Dr. Diana Candra Dewi, M.Si dalam pemaparannya menjelaskan aspek teknis penggunaan food tray dari stainless steel yang umumnya tahan karat dan gores. Ia menyebutkan bahwa kebutuhan food tray di Indonesia mencapai 70 juta unit per bulan, sementara produksi dalam negeri baru mampu memenuhi sekitar 10 juta unit.
“Hal ini membuka peluang impor yang berpotensi menimbulkan masalah kehalalan bahan,” jelasnya. Secara ilmiah, lanjutnya, molekul lemak jauh lebih besar dibandingkan logam, sehingga minyak tidak dapat menembus permukaan baja. Namun, ada kemungkinan terjadi ikatan lemah yang perlu diwaspadai dalam proses manufaktur.
Sementara itu, Fadhilatur Rohmah, M.Si menyoroti aspek ekonomi dan kebijakan industri yang menyebabkan pemilihan bahan baku food tray belum ideal. Ia menegaskan perlunya kebijakan nasional yang mendukung produksi alat makan halal domestik agar masyarakat tidak bergantung pada produk impor yang belum jelas statusnya.
KH. Ma’ruf Khozin sebagai narasumber terakhir menyoroti persoalan dari perspektif fikih dan fatwa. Ia menjelaskan bahwa babi memiliki manfaat biologis pada setiap bagiannya. Namun, Islam secara tegas mengharamkan penggunaannya dalam konteks konsumsi maupun produksi.
“Babi adalah ujian dari Allah. Kita harus bijak dalam menyikapinya tanpa melanggar syariat,” tutur beliau.

Menurutnya, Majelis Ulama Indonesia (MUI) berpegang pada prinsip pengharaman mutlak terhadap babi untuk menutup celah penyalahgunaan dalam produk industri.

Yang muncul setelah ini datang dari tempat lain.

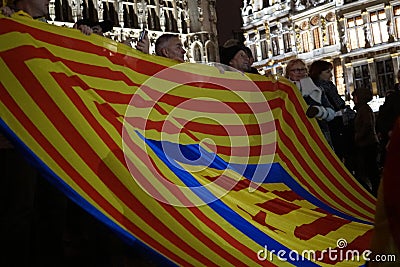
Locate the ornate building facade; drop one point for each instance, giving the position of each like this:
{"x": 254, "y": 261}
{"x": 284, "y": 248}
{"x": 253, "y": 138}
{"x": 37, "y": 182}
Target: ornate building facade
{"x": 360, "y": 38}
{"x": 194, "y": 21}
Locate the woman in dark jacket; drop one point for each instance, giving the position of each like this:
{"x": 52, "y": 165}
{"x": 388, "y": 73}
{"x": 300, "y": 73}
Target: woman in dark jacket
{"x": 366, "y": 140}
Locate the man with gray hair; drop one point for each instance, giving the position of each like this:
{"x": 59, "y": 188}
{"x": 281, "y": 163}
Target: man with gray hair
{"x": 170, "y": 46}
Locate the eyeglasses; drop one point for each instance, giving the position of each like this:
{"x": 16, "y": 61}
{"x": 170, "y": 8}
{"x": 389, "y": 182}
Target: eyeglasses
{"x": 298, "y": 70}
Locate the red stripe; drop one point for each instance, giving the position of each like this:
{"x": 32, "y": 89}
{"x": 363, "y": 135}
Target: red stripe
{"x": 321, "y": 226}
{"x": 196, "y": 211}
{"x": 204, "y": 105}
{"x": 77, "y": 178}
{"x": 289, "y": 143}
{"x": 279, "y": 206}
{"x": 360, "y": 244}
{"x": 68, "y": 84}
{"x": 324, "y": 148}
{"x": 80, "y": 145}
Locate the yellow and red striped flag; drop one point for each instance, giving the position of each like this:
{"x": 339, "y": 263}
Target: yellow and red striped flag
{"x": 207, "y": 167}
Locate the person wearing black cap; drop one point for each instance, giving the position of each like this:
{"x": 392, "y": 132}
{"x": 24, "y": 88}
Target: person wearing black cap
{"x": 236, "y": 57}
{"x": 366, "y": 140}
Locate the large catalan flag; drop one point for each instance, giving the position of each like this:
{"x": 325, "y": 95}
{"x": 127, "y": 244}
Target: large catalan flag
{"x": 206, "y": 167}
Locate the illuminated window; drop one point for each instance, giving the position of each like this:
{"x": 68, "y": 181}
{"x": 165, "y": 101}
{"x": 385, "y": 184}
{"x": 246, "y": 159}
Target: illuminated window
{"x": 379, "y": 27}
{"x": 287, "y": 42}
{"x": 263, "y": 45}
{"x": 211, "y": 55}
{"x": 355, "y": 32}
{"x": 362, "y": 77}
{"x": 316, "y": 32}
{"x": 275, "y": 45}
{"x": 305, "y": 41}
{"x": 130, "y": 17}
{"x": 331, "y": 36}
{"x": 385, "y": 76}
{"x": 396, "y": 14}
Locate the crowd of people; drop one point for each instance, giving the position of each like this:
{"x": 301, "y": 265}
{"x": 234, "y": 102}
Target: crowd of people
{"x": 31, "y": 225}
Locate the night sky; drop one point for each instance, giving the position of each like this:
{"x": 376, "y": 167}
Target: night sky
{"x": 229, "y": 18}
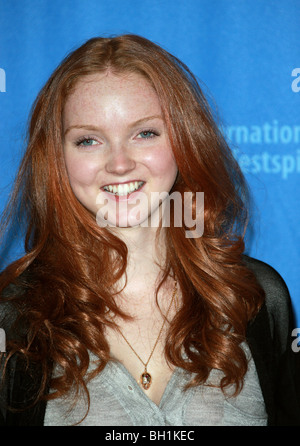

KH. Ma’ruf juga menyinggung perbedaan pandangan ulama terkait kenajisan babi. “Dalam mazhab Malikiyah, babi masih dianggap suci ketika hidup, tetapi mayoritas ulama sepakat bahwa ia termasuk najis berat berdasarkan firman Allah ‘fainnahu rijsun’,” terangnya.
Kegiatan ditutup dengan doa yang dipimpin oleh Dr. Abul Ma’ali, M.Ed dalam doanya, beliau memohon untuk dimudahkannya dalam memahami dan menerapkan hukum-hukum syariah, serta senantiasa diberi keberkahan dalam setiap amal, penelitian, dan pengabdian untuk kemaslahatan umat.

Turut hadir dalam kegiatan ini Wakil Dekan III Fakultas Syariah Dr. Miftahul Huda, S.HI., M.H., Dr. Muhammad, Lc., M.Th.I., Nurul Istiqomah, M.Ag., Muhammad Nuruddien, M.H., dan civitas akademik UIN Malang lainnya. Puluhan mahasiswa dari prodi Ilmu-Alqu’an Tafsir, Ilmu Hadis, Hukum Keluarga Islam, Hukum Ekonomi Syariah, dan Hukum Tata Negara secara antusias mengikuti jalannya forum hingga selesai.
Dengan terselenggaranya Hall Al-Masail VI, Fakultas Syariah kembali menegaskan perannya sebagai pusat kajian hukum Islam yang aktif menjawab problematika kontemporer, khususnya terkait kehalalan dan hukum produk di era modern.